Is that really what people mean by it being easier?
In Bluesky you are asked to choose a “Hosting provider” when you sign up… it;'s just that it’s set by default to Bluesky and actually trying to set something else makes the experience of signing in much harder… so actually I feel Bluesky is the one for which the process is harder, if anything.
I can’t even get a direct url to the sign up page of https://bsky.app/ …but I can link https://lemmy.ml/signup
Nobody is being forced to seek an alternative Lemmy instance to whichever they found first. In the same way that nobody in Bluesky has to use Bluesky as their hosting provider or even choose to self host their PDS.
If the intention of the separation were to prevent any interaction from anyone who isn’t an existing Beehaw user they would have closed the sign ups. But they didn’t do that (https://beehaw.org/signup is open).
The reason of Beehaw’s defederation has more to do with moderation hurdles, and how they don’t trust content coming from other instances, see Beehaws own statement about this: https://docs.beehaw.org/docs/important-questions-decisions-and-reflections/on-defederation/
Like I said: the way the federation works, it’s a moderation nightmare to be fully open. Not because as an instance host you wanna hide the content you have in your instance from the wider public, but because you have to deal with (host, mirror, cache and display along with your own content) content that is coming from a different instance which might not share your same moderation strategy.
Both are reasonable asks. If a community wants to control who is allowed to access, there should be moderation tools that limit interaction to anyone who’s not been approved. However, this is a different thing from straight-up disallowing in your instance access to all users that happen to have registered their account in a particular instance. I don’t see why the identity/account provider cannot be separate from the access management and content moderation.
In fact, I feel that it would make access control EASIER for Beehaw if all new accounts actually were accounts from other instances, because that would let them audit the person applying for access in a more reliable way than they do currently in their signup form (https://beehaw.org/signup ). They would be able to check the post/comment history of the user, how many years has it been an active member, etc. before deciding if the user should be allowed to post content in their instance, and it would be protecting them from malicious actors / bots that might be pretending to be someone else. It would also potentially allow to use tools to check automatically the user for common bad patterns, which could potentially minimize a lot the human work in moderation and make the process much faster and convenient also for the person applying, so I feel this is a Win-Win if anything, not an “X has priority over Y”.

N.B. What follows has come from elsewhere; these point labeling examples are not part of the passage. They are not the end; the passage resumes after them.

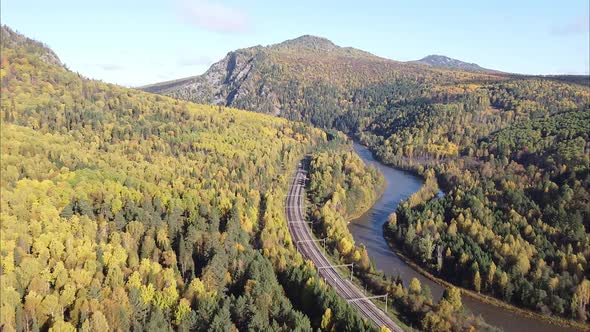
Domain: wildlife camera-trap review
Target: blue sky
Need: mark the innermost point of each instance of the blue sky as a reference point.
(132, 42)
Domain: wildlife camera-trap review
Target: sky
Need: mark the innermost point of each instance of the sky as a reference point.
(133, 43)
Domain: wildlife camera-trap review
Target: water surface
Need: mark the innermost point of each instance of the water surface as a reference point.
(368, 229)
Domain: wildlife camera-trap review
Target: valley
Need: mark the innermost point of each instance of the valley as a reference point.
(286, 183)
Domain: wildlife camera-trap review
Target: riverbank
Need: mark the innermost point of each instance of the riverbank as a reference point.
(368, 230)
(557, 321)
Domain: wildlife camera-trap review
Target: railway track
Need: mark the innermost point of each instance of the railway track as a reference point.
(309, 248)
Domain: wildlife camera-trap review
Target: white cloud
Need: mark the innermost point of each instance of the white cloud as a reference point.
(110, 66)
(199, 60)
(579, 25)
(214, 16)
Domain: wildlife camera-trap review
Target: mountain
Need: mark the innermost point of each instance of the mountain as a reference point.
(441, 61)
(509, 151)
(124, 210)
(270, 79)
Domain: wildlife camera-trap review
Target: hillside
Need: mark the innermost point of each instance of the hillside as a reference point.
(514, 222)
(287, 78)
(123, 210)
(442, 61)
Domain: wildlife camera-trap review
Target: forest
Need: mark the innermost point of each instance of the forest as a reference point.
(341, 187)
(123, 210)
(510, 152)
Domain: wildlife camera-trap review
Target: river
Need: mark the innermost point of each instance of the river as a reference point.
(368, 229)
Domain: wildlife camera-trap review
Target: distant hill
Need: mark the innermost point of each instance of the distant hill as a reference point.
(441, 61)
(285, 79)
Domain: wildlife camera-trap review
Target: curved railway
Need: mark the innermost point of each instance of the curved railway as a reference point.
(308, 247)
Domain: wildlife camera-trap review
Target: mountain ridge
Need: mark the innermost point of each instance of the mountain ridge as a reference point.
(443, 61)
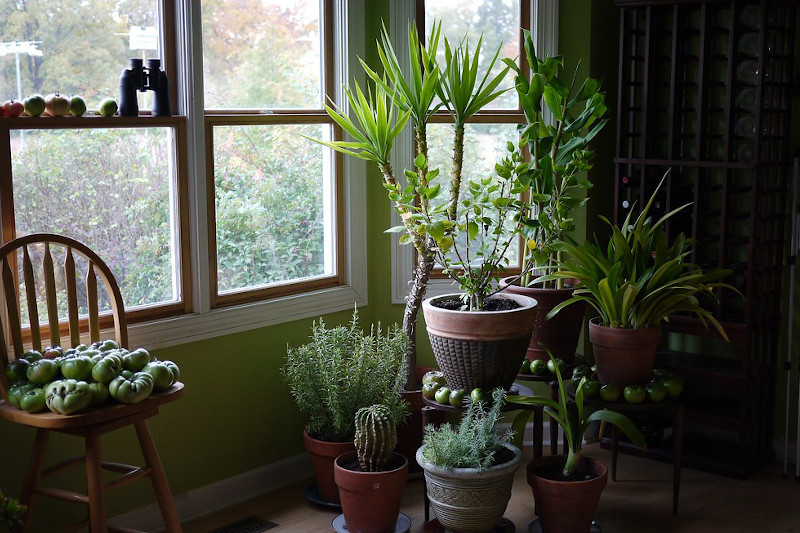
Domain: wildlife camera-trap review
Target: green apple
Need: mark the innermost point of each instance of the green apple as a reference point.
(634, 394)
(34, 105)
(107, 107)
(77, 106)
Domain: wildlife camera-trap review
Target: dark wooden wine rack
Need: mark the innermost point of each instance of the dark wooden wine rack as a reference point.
(705, 98)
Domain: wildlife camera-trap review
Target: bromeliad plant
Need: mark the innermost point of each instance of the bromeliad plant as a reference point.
(342, 370)
(559, 155)
(639, 279)
(379, 115)
(574, 419)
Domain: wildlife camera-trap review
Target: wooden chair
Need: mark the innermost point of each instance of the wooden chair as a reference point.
(15, 261)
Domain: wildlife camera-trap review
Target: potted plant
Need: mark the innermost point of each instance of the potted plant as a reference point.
(559, 160)
(453, 224)
(635, 283)
(338, 372)
(372, 478)
(11, 512)
(567, 488)
(469, 471)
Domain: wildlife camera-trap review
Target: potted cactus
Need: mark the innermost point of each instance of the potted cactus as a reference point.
(372, 478)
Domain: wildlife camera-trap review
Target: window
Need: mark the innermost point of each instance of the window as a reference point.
(223, 203)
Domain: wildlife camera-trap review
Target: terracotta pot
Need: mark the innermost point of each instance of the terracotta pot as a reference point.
(624, 356)
(566, 506)
(469, 500)
(323, 453)
(370, 500)
(481, 348)
(409, 433)
(560, 333)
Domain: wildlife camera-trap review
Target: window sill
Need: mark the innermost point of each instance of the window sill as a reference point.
(218, 322)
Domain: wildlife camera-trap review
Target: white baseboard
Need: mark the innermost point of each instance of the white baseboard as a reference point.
(217, 496)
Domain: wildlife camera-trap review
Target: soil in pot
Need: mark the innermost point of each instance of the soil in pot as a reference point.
(566, 506)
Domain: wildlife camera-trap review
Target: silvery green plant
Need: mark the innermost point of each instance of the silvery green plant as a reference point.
(376, 436)
(343, 369)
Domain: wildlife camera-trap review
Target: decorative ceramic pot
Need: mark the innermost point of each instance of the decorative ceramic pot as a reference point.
(470, 500)
(560, 333)
(624, 356)
(479, 348)
(323, 453)
(566, 506)
(370, 500)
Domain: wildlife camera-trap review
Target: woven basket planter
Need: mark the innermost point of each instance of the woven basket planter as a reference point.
(481, 348)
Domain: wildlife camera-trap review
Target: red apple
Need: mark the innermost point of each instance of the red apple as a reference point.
(57, 104)
(13, 108)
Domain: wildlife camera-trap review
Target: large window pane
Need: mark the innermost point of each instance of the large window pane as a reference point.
(497, 20)
(262, 54)
(75, 47)
(113, 190)
(273, 193)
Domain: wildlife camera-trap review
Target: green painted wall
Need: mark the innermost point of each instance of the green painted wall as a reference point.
(237, 414)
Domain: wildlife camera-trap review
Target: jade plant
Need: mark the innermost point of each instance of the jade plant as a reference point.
(392, 99)
(343, 369)
(639, 279)
(474, 444)
(559, 157)
(573, 418)
(376, 436)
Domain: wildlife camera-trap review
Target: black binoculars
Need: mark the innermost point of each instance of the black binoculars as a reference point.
(141, 78)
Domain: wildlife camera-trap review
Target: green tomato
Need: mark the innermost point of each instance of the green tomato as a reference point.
(443, 395)
(67, 396)
(591, 388)
(456, 398)
(107, 368)
(99, 393)
(33, 401)
(134, 361)
(434, 376)
(539, 367)
(674, 386)
(77, 367)
(610, 393)
(477, 395)
(131, 388)
(17, 391)
(33, 355)
(17, 370)
(634, 394)
(655, 391)
(42, 371)
(429, 390)
(163, 378)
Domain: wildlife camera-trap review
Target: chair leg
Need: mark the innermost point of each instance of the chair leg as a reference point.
(94, 481)
(159, 479)
(33, 476)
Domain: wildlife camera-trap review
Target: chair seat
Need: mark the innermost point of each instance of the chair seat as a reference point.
(92, 416)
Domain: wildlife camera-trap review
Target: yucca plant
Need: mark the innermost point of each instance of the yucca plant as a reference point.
(378, 115)
(639, 279)
(573, 418)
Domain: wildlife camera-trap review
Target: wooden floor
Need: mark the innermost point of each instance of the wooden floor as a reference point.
(640, 501)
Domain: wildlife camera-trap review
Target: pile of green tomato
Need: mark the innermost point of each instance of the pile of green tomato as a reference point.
(663, 385)
(434, 387)
(69, 381)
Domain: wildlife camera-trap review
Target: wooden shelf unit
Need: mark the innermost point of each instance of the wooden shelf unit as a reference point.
(705, 92)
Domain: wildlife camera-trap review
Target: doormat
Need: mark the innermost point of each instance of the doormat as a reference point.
(251, 524)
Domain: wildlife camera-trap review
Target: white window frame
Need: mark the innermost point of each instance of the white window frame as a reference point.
(204, 322)
(544, 28)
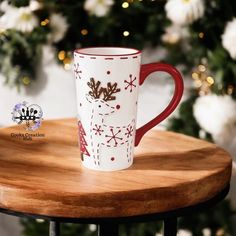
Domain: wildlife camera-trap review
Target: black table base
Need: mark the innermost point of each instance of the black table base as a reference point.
(110, 226)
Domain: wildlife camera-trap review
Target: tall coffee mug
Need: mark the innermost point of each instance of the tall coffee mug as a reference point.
(107, 84)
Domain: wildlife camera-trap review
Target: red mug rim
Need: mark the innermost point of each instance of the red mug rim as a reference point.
(136, 51)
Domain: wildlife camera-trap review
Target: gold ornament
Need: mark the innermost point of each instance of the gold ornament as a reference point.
(84, 32)
(44, 22)
(26, 80)
(125, 4)
(202, 80)
(230, 89)
(126, 33)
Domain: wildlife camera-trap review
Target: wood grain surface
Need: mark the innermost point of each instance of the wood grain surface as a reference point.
(45, 176)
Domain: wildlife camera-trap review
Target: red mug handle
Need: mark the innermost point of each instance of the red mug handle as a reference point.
(179, 86)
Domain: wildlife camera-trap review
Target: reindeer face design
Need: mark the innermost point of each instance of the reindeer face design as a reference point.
(101, 106)
(99, 97)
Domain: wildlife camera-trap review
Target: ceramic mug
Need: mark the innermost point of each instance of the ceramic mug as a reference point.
(107, 84)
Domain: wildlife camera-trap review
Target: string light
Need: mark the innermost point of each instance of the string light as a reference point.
(202, 68)
(26, 80)
(84, 32)
(230, 89)
(125, 4)
(67, 63)
(126, 33)
(44, 22)
(201, 35)
(61, 55)
(40, 220)
(210, 80)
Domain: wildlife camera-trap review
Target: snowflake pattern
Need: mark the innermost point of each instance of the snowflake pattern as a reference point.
(77, 71)
(98, 129)
(129, 131)
(113, 137)
(130, 84)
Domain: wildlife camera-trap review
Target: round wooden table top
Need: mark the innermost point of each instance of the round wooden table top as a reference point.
(44, 176)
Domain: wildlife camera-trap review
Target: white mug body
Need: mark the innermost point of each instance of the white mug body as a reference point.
(107, 84)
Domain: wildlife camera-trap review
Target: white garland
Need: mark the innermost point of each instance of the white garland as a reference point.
(98, 8)
(184, 12)
(229, 38)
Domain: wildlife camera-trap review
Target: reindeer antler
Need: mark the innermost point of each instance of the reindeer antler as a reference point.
(96, 91)
(111, 89)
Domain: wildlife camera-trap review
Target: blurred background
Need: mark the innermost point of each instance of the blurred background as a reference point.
(37, 39)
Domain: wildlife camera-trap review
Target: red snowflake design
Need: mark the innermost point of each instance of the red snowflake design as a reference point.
(77, 70)
(113, 136)
(130, 83)
(129, 131)
(98, 130)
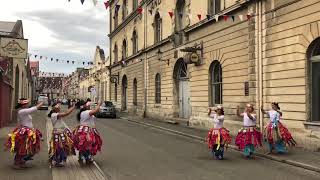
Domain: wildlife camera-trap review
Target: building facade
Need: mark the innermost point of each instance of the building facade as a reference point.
(175, 59)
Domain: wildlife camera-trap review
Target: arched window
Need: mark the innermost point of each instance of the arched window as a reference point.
(135, 4)
(124, 9)
(134, 42)
(157, 28)
(135, 91)
(124, 49)
(158, 89)
(313, 55)
(215, 83)
(214, 7)
(115, 52)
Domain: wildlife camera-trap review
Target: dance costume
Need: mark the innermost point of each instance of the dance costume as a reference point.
(218, 137)
(24, 141)
(61, 143)
(277, 134)
(87, 139)
(249, 137)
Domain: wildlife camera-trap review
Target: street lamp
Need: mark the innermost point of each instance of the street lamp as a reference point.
(160, 55)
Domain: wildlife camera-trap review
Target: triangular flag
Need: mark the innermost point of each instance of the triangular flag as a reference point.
(94, 2)
(225, 17)
(140, 10)
(199, 17)
(170, 14)
(107, 4)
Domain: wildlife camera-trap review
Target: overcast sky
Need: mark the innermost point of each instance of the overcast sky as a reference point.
(60, 29)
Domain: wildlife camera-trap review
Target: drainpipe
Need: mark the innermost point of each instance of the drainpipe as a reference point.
(260, 62)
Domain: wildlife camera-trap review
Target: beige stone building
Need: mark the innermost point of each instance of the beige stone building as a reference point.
(175, 67)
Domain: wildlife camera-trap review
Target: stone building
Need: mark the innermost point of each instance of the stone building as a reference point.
(174, 59)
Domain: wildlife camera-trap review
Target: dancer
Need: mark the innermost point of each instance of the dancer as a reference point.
(24, 141)
(277, 134)
(218, 137)
(86, 137)
(61, 143)
(249, 137)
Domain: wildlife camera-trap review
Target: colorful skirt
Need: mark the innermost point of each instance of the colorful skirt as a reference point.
(217, 140)
(278, 136)
(24, 142)
(61, 145)
(248, 139)
(87, 140)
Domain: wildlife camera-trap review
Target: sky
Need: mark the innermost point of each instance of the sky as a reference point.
(60, 29)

I think granular access control for communities and some other things that are coming will help when it comes to moderation tools. But it still cannot avoid having to deal with all the content from other instances in the federation, since that’s something fundamental in how activitypub works. There would need to be a new separate protocol for decentralizing the user identity between instances that don’t federate their content. Maybe something like OpenID.